ADR-001: Latency Quality Gate
Architecture Decision Record — Five-layer latency control system for the CO₂Router routing hot path.
Measured Results: p95 total 77ms, p95 compute 59ms (250 decision samples). Budget target of 100ms is confirmed. The architecture described in this ADR is the live production implementation.
1. Context
CO₂Router has a contractual p99 latency ceiling of 200ms cross-region and an internal quality gate of 100ms for the routing hot path. This ADR documents the multi-layer latency control architecture implemented to guarantee predictable performance. A governance layer that adds more than 100ms to the critical path of a CI/CD pipeline or a pre-scaling event is not deployable in practice.
2. Decision
Implement a five-layer latency control system that enforces the 100ms hot path budget while preserving signal quality and maintaining full observability.
Layer 1 — Hot Path Budget Enforcement
Deadline budget middleware on all routing endpoints. Total budget 100ms, allocated as follows:
| Component | Budget | Notes |
|---|---|---|
Signal resolution | 40ms | Cache lookup only — no API calls on hot path |
Scoring + selection | 20ms | Multi-objective arbitration |
Governance + lease | 10ms | Policy trace assembly |
Persistence | 0ms blocking | Fire-and-forget async write |
Response serialization | 10ms | Zod validation + JSON |
Buffer | 20ms | 20% safety margin |
If signal resolution exceeds budget, use Last-Known-Good immediately. Never block the response waiting for a provider.

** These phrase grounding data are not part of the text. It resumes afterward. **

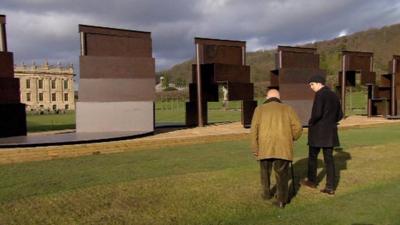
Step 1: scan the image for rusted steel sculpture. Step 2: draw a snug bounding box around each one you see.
[77,25,155,132]
[0,15,27,137]
[269,46,326,126]
[186,37,256,127]
[337,51,376,117]
[369,55,400,117]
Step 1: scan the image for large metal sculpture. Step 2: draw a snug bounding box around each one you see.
[0,15,27,137]
[269,46,326,125]
[77,25,155,133]
[186,37,257,127]
[336,51,376,117]
[368,55,400,117]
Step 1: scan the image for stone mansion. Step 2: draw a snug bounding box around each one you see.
[14,61,75,112]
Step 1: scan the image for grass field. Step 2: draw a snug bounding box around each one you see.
[1,124,399,224]
[27,91,367,132]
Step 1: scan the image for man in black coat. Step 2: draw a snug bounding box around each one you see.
[301,75,343,195]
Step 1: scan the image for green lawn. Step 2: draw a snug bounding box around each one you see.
[1,124,400,224]
[27,112,76,132]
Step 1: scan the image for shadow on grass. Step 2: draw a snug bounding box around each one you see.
[289,148,352,201]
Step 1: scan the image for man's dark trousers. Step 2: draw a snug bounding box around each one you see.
[307,146,335,190]
[260,158,289,203]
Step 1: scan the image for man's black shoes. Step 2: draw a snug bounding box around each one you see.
[320,188,335,195]
[300,179,317,189]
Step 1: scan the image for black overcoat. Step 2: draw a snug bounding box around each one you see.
[308,86,343,147]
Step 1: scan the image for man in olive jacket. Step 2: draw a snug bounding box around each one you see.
[301,75,343,195]
[251,89,302,208]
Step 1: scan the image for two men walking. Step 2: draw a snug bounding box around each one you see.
[250,75,343,208]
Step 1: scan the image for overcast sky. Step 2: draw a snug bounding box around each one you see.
[2,0,400,72]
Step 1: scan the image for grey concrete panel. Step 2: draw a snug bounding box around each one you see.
[78,78,155,102]
[85,33,152,57]
[80,56,155,79]
[282,100,314,126]
[79,24,151,39]
[0,52,13,78]
[280,83,315,100]
[76,101,154,132]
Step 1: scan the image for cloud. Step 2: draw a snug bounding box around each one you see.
[1,0,400,72]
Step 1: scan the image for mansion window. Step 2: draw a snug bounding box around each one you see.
[51,80,56,89]
[38,80,43,89]
[38,93,43,101]
[64,80,69,89]
[52,93,56,101]
[26,93,31,102]
[64,93,69,101]
[26,79,30,89]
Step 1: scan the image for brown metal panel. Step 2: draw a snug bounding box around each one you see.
[85,33,152,57]
[282,99,314,126]
[188,83,219,102]
[79,24,151,39]
[80,56,155,79]
[0,78,20,103]
[377,87,391,99]
[0,103,27,137]
[280,52,319,69]
[0,52,13,77]
[338,71,356,87]
[360,71,376,85]
[342,51,373,57]
[241,100,257,127]
[185,101,208,126]
[185,102,197,126]
[278,46,316,54]
[279,83,315,100]
[213,64,250,83]
[192,64,250,83]
[227,83,254,101]
[345,55,371,71]
[78,78,155,102]
[195,37,245,47]
[202,45,243,65]
[270,70,279,86]
[380,74,392,87]
[0,15,5,24]
[279,68,325,84]
[372,99,390,116]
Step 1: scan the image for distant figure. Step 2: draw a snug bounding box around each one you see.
[222,85,228,110]
[250,89,303,208]
[301,75,343,195]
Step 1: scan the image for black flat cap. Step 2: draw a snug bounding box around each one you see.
[308,75,326,84]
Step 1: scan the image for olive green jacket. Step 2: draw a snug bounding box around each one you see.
[250,98,303,161]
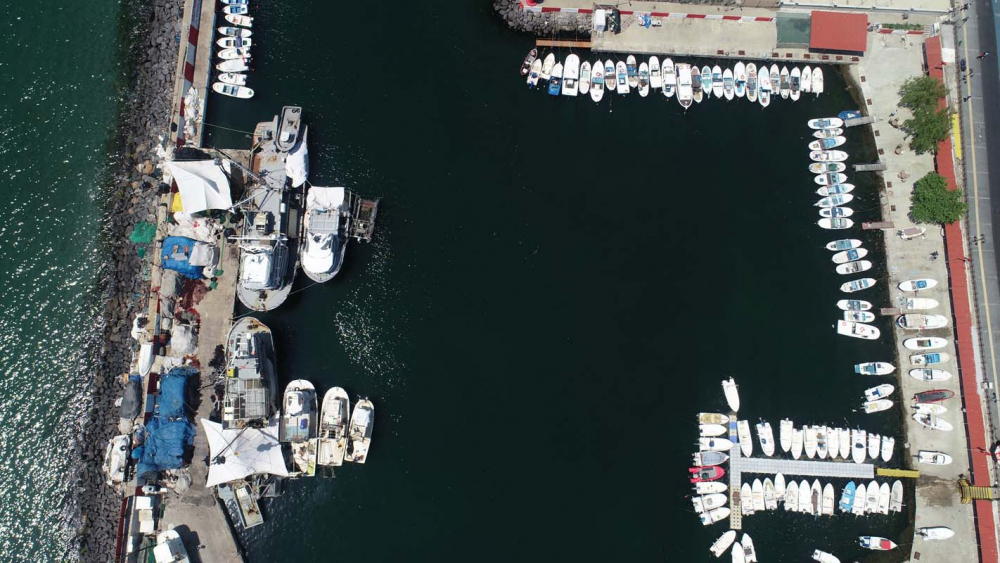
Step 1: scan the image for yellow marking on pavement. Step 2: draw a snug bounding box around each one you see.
[953,113,963,160]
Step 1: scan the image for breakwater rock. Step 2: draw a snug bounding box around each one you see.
[493,0,592,36]
[75,0,182,560]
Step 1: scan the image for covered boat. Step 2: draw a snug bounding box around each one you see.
[852,483,866,514]
[823,483,835,515]
[302,187,349,282]
[914,389,955,403]
[699,412,730,424]
[881,435,894,462]
[890,480,903,512]
[812,67,824,94]
[791,428,803,459]
[696,482,728,494]
[700,423,727,437]
[540,53,555,81]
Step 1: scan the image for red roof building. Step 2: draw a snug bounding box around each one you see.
[810,11,868,54]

Layer 2 — Cache Architecture Hardening
- Cache warming interval: 15 seconds (reduced from 30s)
- Predictive cache warming — pre-warm regions likely to be requested based on demand patterns
- Write-through cache on all provider responses
- Redis pipeline / batch operations for multi-region lookups
- Local in-process L1 cache (5-second TTL) before Redis — eliminates Redis round-trip for repeat requests
Layer 3 — Provider Call Isolation
Provider calls never happen on the hot path. The full flow is:
Background Worker → Redis Cache → Hot Path // Hot path reads only from: // 1. L1 in-process cache (5s TTL) // 2. Redis warm cache (15min / 1hr / 6hr TTLs) // 3. Last-Known-Good fallback // Circuit breaker for background workers: 5s timeout
Layer 4 — Database Query Optimization
- Redis-based decision ID generation (avoids DB round-trip on hot path)

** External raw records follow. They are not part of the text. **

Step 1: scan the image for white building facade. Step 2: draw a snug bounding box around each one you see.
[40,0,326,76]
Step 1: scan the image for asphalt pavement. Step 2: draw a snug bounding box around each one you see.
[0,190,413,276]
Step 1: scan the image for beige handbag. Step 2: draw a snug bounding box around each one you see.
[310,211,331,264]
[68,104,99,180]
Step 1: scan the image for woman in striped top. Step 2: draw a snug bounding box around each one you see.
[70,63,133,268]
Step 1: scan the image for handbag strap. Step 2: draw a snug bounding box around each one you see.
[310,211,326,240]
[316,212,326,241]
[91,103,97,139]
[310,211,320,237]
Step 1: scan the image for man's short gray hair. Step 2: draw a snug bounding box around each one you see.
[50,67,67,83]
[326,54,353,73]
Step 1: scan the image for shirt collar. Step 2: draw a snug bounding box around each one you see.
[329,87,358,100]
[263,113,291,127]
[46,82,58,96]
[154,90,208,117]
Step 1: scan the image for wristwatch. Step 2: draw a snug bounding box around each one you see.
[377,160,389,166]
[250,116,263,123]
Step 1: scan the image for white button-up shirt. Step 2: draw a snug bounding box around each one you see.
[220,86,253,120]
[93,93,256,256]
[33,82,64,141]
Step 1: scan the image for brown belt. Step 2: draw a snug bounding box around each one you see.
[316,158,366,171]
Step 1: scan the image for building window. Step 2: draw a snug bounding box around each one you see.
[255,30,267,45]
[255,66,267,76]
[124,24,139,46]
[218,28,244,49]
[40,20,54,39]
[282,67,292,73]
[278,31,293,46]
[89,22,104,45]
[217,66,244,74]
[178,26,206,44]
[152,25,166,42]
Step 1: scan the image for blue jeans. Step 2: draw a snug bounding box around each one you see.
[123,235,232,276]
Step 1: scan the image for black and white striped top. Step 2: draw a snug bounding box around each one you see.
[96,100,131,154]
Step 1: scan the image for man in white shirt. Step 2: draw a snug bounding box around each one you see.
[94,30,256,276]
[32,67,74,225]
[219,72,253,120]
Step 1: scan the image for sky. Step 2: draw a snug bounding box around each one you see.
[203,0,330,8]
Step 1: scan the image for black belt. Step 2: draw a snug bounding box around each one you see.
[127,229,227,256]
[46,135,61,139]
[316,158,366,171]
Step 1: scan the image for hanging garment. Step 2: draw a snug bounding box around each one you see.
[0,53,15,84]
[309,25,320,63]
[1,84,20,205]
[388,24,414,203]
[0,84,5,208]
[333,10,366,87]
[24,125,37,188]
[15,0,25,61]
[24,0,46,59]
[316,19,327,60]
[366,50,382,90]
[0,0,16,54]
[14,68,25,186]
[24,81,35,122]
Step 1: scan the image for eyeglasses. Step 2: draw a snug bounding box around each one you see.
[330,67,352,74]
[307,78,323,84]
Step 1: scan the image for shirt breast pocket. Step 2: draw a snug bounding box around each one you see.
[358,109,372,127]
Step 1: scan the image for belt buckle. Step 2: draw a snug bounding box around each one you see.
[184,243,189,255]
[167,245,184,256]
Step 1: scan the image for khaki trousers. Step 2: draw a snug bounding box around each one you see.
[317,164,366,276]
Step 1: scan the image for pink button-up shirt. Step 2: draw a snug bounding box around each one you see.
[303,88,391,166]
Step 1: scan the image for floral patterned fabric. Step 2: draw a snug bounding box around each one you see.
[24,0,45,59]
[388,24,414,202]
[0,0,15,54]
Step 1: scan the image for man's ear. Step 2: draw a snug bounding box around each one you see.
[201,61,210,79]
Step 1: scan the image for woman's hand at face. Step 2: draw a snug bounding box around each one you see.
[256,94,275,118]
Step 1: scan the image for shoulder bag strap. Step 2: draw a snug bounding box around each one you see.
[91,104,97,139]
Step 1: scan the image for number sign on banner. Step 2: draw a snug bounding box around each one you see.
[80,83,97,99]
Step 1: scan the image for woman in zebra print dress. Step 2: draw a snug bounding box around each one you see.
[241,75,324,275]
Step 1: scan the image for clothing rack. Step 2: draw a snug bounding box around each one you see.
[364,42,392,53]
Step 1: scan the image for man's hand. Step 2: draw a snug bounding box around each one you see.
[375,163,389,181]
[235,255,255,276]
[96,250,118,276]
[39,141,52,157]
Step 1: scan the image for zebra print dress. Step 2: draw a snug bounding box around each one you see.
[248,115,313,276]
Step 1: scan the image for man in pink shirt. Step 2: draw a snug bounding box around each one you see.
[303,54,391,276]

- Batch persistence operations via
Prisma.$transaction - Connection pool monitoring — alert if utilization exceeds 80%
- All decision writes are fire-and-forget from the hot path
Layer 5 — Observability
Every latency boundary is instrumented:
// Metrics emitted per routing decision co2router.routing.latency.ms // p50, p95, p99 — end-to-end co2router.routing.cache_lookup_ms // per-region, per-tier co2router.routing.scoring_ms // multi-objective scoring time co2router.routing.governance_ms // policy trace assembly time // Alert thresholds p99 > 80ms → WARNING p99 > 100ms → ALERT (hot path budget breach) p99 > 200ms → CRITICAL (SLA breach) // Request header for clients X-CO2Router-Deadline-Ms: <remaining budget ms>
3. Cache TTL Architecture
| Cache Tier | TTL | Triggered By |
|---|---|---|
| L1 in-process | 5 seconds | All hot path reads |
| Redis warm — live | 15 minutes | Background worker, healthy provider |
| Redis warm — degraded | 1 hour | Provider returning stale data |
| Redis warm — fallback | 6 hours | Provider circuit open, LKG applied |
| Last-Known-Good | Until eviction | Fallback when all tiers miss |
| Ember structural baseline | 30 days | Monthly data, used as final data-backed fallback |
4. Five-Level Fallback Chain
Level 1: Live provider data (p95 < 40ms — cache hit) Level 2: Warm cache 15min (background worker recent success) Level 3: Warm cache 1–6hr (provider degraded but recovering) Level 4: Ember structural baseline (region carbon baseline, no real-time signal) Level 5: Static 450 gCO₂/kWh global default (all data paths failed) // Each fallback level sets: fallbackUsed: true syntheticFlag: true (levels 4–5) qualityTier: "LOW" leaseExpiresAt: now + 30 minutes
5. Consequences
Positive
- Consistent sub-100ms p99 on hot path (measured: 77ms p95)
- Measurable, alertable, auditable latency per component
- Early signal degradation is surfaced and prevents cascading failures
- Clear performance contract with infrastructure and all API consumers
Negative
- Last-Known-Good fallback more frequent during provider degradation windows
- Budget tracking adds implementation complexity in middleware
- Predictive cache warming requires demand pattern modeling (warm-up period)
6. Validation
Verified: 77ms p95 total, 59ms p95 compute across 250 live decision samples. Budget target of 100ms confirmed with 23ms margin. Architecture described in this ADR is the live production implementation as of March 30, 2026.